EU straft interim-premier en coupplegers Mali
De interim-premier van het Afrikaanse Mali en vier medestanders die een belangrijk aandeel hadden in de staatsgreep vorig jaar mogen de Europese Unie niet langer in. Ook kunnen ze niet meer bij geld dat ze in de EU hebben gestald en mogen Europese burgers en bedrijven geen zaken meer met ze doen.
De EU maant de Malinese junta al langer om plaats te maken voor een gekozen burgerregering. Maar sterke man Assimi Goita schoof de voor deze maand geplande verkiezingen onlangs op de lange baan.
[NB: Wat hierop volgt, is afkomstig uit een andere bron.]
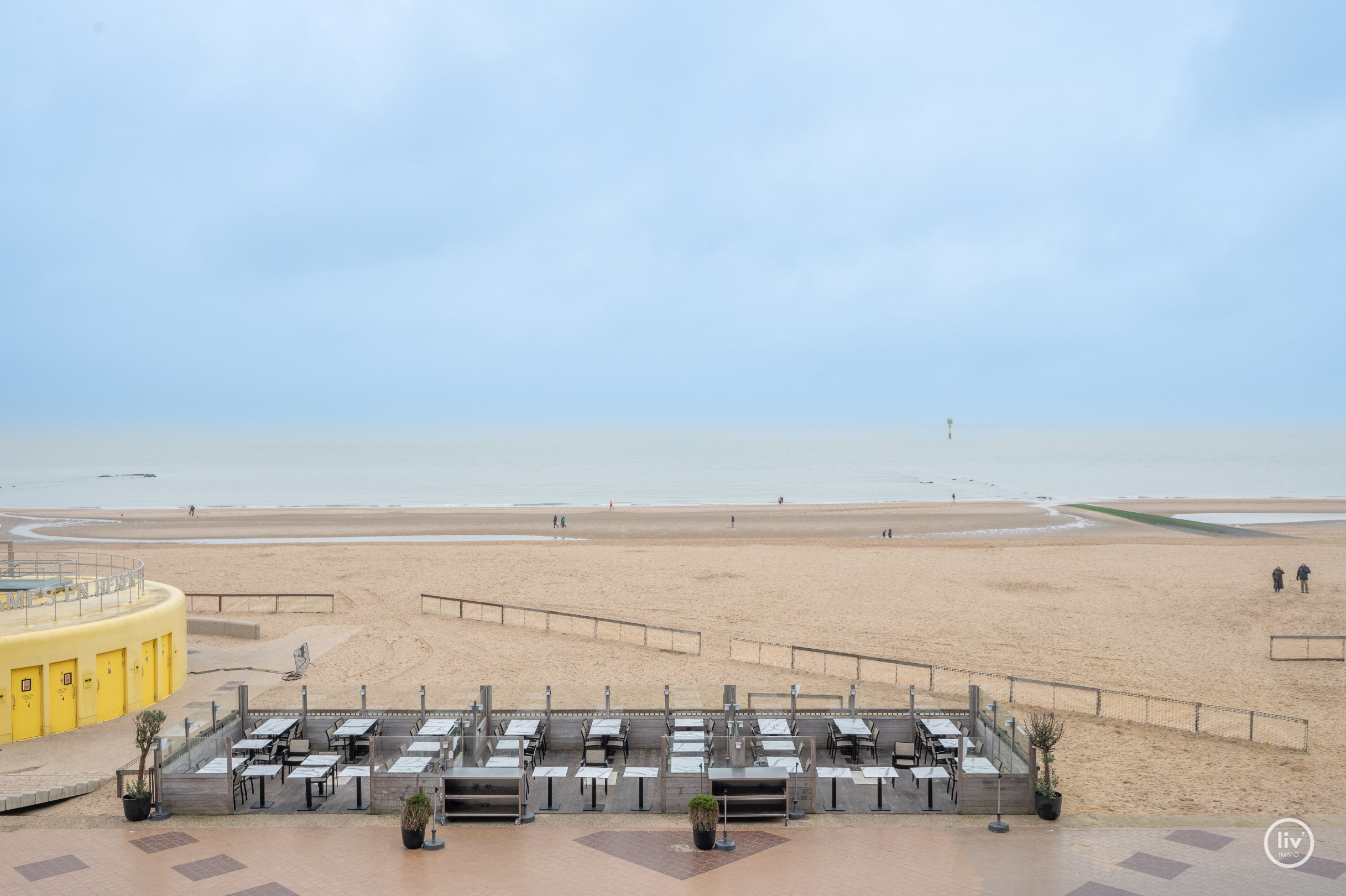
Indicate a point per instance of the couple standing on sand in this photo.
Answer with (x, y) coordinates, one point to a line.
(1278, 579)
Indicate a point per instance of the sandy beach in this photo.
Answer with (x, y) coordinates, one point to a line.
(998, 587)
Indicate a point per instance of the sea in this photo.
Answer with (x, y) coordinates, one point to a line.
(494, 467)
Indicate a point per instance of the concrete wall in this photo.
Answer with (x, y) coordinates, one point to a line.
(162, 611)
(229, 627)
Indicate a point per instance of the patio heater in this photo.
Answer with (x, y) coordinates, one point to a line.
(160, 813)
(724, 844)
(998, 826)
(435, 844)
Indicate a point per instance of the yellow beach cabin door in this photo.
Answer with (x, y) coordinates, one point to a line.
(65, 708)
(26, 702)
(166, 649)
(148, 672)
(112, 684)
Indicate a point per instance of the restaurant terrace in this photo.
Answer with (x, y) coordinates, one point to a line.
(764, 754)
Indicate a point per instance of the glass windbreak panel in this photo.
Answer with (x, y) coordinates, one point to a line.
(182, 755)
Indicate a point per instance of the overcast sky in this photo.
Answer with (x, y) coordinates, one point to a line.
(353, 213)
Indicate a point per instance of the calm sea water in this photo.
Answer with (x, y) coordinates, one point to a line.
(498, 467)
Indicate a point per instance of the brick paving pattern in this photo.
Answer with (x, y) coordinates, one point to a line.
(672, 852)
(159, 842)
(213, 867)
(267, 890)
(1157, 866)
(504, 860)
(1095, 888)
(1199, 838)
(50, 868)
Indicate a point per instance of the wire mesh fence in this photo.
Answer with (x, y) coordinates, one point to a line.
(216, 603)
(680, 641)
(1309, 648)
(1165, 712)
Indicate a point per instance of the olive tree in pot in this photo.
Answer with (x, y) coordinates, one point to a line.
(1045, 732)
(135, 802)
(705, 810)
(416, 811)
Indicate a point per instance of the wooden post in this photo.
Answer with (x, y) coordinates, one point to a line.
(229, 772)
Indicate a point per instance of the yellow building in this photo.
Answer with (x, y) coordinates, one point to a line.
(84, 638)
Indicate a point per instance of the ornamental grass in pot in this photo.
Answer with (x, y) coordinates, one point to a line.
(703, 811)
(135, 802)
(1045, 732)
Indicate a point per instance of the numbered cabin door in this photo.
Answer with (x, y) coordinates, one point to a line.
(26, 702)
(148, 672)
(166, 649)
(65, 696)
(112, 684)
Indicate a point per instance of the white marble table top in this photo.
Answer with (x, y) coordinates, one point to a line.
(262, 772)
(879, 772)
(851, 727)
(640, 772)
(921, 773)
(594, 772)
(550, 772)
(310, 772)
(438, 727)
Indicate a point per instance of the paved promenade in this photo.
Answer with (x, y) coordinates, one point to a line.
(557, 860)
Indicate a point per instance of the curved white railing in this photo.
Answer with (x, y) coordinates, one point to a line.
(64, 576)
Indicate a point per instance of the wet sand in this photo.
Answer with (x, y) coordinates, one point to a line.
(1115, 605)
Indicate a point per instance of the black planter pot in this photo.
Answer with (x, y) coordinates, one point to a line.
(135, 808)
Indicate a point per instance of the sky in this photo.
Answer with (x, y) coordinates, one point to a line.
(699, 213)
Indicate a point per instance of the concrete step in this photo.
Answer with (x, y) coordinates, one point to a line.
(19, 790)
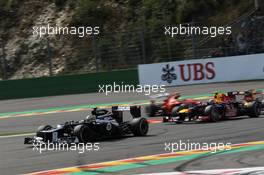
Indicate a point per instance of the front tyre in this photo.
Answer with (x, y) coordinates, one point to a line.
(253, 109)
(84, 133)
(151, 110)
(212, 112)
(44, 128)
(139, 126)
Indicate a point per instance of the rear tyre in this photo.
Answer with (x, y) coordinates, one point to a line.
(139, 126)
(84, 133)
(253, 109)
(44, 128)
(213, 113)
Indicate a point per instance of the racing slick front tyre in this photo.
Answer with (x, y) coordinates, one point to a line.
(212, 113)
(84, 133)
(253, 109)
(175, 113)
(165, 119)
(151, 110)
(139, 126)
(44, 128)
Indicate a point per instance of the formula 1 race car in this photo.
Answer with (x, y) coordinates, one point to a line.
(222, 106)
(168, 106)
(101, 124)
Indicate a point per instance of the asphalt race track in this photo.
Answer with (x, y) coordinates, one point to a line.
(17, 158)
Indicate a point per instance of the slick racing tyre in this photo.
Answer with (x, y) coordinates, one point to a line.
(212, 113)
(139, 126)
(165, 119)
(175, 113)
(84, 133)
(151, 110)
(253, 109)
(44, 128)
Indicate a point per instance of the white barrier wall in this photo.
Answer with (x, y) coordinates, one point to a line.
(246, 67)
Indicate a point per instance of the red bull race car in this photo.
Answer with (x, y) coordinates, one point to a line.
(221, 106)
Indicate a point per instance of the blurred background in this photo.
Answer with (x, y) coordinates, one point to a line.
(131, 33)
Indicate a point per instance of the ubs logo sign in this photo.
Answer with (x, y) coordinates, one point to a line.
(189, 72)
(169, 74)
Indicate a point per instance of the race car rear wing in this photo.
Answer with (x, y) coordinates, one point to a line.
(135, 111)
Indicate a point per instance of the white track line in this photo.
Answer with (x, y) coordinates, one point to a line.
(17, 135)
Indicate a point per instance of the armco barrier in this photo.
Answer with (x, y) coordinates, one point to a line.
(61, 85)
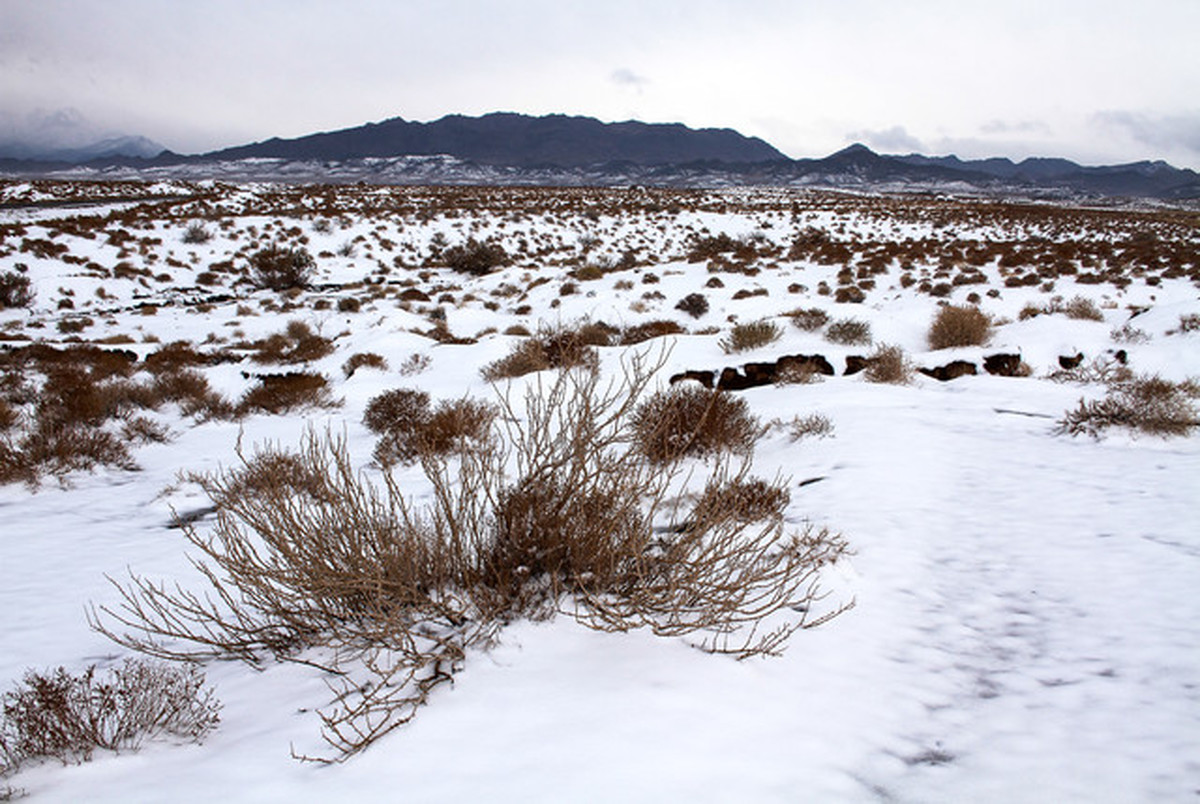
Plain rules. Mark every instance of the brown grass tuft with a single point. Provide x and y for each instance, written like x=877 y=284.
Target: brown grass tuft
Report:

Dat het regime het Russische huurlingenbureau Wagner in de arm heeft genomen, zit de EU ook niet lekker.
De vijf gestraften hebben de overgang van Mali naar een democratisch bestuur tegengehouden en ondermijnd, stellen de ministers van Buitenlandse Zaken van de EU-landen. De sancties gelden, behalve voor interim-premier Choguel Maïga, ook voor twee ministers, de voorzitter van de wetgevende raad en de anti-Franse en pro-Russische leider van een beweging die een belangrijke rol speelde in de coup.
De EU maakte eind vorig jaar de weg vrij voor strafmaatregelen voor Mali en legde, op voorstel van Nederland, Frankrijk en Tsjechië, ook Wagner sancties op. Voormalig kolonisator Frankrijk heeft al jaren het voortouw in een militaire missie die het opneemt tegen moslimextremisten in het Sahelland. Die opereert daar naast VN-missie Minusma. Nederland heeft een militair transportvliegtuig en een bijbehorend honderdtal manschappen in Mali gestationeerd.
De verstandhouding tussen de EU en de junta bereikte deze week een nieuw dieptepunt. De junta wees de Franse ambassadeur en Deense militairen die aan de Franse missie zouden deelnemen de deur.